Muy improbable, casi increíble. Goldfinger estaría un noventa por ciento seguro de que había sido Bond, pero sólo un noventa. Todavía quedaría aquel diez por ciento de incertidumbre. ¿Le serviría a Goldfinger para saber mucho más de cuanto ya sabía: que Bond era un tipo astuto, ingenioso, y que había estado curioseando, que podría ser un ladrón? Conjeturaría que Bond había estado en la habitación, pero sus otros movimientos, fuesen o no de utilidad, seguirían siendo el secreto de la película velada.

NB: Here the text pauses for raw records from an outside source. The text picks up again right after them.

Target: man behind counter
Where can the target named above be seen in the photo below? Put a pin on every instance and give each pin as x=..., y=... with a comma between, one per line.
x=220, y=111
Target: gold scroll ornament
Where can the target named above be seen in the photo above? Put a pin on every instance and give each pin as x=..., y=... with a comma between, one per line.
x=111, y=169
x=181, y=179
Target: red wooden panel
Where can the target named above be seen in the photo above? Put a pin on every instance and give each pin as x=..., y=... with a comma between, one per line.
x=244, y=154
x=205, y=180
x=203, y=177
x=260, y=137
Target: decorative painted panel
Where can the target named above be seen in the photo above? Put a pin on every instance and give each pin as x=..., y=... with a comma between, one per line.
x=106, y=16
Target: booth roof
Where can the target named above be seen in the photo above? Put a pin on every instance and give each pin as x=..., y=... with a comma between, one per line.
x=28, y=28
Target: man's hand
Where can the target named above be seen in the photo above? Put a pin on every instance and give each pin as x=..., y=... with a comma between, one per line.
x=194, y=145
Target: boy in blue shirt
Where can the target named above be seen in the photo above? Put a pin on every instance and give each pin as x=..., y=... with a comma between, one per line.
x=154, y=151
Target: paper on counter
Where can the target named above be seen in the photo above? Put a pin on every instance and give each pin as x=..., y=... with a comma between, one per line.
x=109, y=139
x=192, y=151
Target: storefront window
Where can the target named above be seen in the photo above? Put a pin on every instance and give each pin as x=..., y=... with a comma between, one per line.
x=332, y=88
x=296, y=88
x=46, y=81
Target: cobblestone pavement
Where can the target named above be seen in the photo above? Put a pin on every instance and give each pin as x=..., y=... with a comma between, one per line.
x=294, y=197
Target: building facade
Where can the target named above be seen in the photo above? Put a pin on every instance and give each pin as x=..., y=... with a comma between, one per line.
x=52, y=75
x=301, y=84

Bond se levantó, cogió un puñado de revistas y las tiró al suelo, junto a su sillón. Lo único que tenía que hacer era mantener descaradamente su historia y tomar nota para el futuro, si lo había después de eso, de que era mejor que pusiera en orden sus ideas y no cometiera más errores. No habría suficientes gatos anaranjados en el mundo para sacarle de otro apuro como aquél.

No había oído el ruido de ningún coche acercándose por la avenida, ni sonido alguno de la puerta, pero Bond notó la brisa vespertina en su nuca y supo que Goldfinger había entrado de nuevo en la sala.